Douze étages plus bas, un chaland remontait le Saint-Laurent dans le brouillard. Des camions lilliputiens aspergeaient le pont Jacques-Cartier depuis les bords. Les voitures glissaient sur l’asphalte brillant en soulevant des gerbes d’eau sous leurs pneus. Les piétons se hâtaient, la tête rentrée dans les épaules. Les parapluies multicolores étaient les seules taches de gaieté dans ce monde détrempé.

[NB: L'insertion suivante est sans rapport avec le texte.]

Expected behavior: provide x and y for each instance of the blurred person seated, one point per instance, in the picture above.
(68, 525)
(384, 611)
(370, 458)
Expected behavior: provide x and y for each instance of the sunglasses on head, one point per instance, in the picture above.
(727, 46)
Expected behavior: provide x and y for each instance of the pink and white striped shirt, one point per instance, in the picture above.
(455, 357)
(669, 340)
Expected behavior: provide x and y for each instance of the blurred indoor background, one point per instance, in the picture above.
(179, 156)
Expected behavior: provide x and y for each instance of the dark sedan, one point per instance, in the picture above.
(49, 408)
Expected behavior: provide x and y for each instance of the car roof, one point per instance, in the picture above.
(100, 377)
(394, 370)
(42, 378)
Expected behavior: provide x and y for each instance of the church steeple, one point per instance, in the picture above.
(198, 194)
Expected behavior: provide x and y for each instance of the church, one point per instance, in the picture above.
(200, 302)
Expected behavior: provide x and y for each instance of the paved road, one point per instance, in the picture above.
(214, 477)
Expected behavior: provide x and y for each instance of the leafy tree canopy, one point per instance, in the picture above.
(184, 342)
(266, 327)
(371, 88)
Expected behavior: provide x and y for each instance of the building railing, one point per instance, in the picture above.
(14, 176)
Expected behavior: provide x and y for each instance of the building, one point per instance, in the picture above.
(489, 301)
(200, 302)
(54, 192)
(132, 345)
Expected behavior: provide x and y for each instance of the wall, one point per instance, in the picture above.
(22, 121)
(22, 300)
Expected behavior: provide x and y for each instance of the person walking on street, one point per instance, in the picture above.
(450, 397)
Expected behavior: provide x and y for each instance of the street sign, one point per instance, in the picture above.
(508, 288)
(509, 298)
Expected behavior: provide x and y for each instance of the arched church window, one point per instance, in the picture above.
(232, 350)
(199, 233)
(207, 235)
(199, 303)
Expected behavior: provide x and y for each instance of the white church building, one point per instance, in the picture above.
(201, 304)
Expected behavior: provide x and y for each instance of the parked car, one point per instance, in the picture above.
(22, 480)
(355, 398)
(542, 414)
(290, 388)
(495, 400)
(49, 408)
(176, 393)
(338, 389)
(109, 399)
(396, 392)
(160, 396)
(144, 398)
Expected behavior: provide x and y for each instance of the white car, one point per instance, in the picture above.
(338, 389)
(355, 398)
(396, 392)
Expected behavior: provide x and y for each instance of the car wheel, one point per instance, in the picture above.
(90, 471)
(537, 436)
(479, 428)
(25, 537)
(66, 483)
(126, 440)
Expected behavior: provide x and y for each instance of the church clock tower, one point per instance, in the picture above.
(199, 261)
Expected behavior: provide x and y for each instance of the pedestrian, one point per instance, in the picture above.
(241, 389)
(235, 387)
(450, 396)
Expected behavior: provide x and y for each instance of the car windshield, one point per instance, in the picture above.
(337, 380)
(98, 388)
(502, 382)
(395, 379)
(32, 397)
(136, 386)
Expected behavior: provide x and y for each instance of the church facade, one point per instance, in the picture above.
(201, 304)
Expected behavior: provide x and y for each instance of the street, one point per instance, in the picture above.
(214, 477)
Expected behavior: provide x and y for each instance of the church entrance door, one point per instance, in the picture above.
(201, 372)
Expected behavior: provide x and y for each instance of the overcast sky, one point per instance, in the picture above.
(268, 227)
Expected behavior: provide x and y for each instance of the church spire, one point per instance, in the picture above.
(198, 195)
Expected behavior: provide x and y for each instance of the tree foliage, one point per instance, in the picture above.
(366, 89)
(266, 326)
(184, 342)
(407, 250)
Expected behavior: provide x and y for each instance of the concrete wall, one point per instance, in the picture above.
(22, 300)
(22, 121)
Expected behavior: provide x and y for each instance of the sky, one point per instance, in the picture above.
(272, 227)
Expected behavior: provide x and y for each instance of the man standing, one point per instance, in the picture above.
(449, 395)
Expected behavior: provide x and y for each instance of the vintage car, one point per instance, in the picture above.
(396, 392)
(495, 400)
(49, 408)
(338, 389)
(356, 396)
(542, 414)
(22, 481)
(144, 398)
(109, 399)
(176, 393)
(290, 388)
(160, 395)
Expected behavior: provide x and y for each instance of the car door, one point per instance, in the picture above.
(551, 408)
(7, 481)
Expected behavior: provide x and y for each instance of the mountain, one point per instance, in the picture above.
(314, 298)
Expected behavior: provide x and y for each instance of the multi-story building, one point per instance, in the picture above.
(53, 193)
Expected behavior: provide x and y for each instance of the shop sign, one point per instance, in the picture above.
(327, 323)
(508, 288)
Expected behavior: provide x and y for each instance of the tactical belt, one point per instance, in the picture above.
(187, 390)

Ma fille et moi sourions sur une plage de Caroline. Autre lieu, autre temps. Temps heureux.
Au dernier gâteau sec, je me suis convaincue que la brièveté de l’entretien avec Claudel était bon signe. Si les actes de Ryan avaient soulevé le moindre souci, il se serait fait un plaisir de me retourner sur le gril.
Absolument.
Dans le cas présent, bref était synonyme de bien.
Une heure vingt à ma montre. L’heure d’aller voir où en était Lucien.
J’ai fait une boule de mes papiers gras et j’ai visé la poubelle. Panier. Sur ce, je suis allée à l’imagerie.
Lucien était parti déjeuner, mais l’image composite me fixait de l’écran.
Un seul coup d’œil, et mon calme difficilement retrouvé s’est brisé comme un pare-brise dans un film de Schwarzenegger.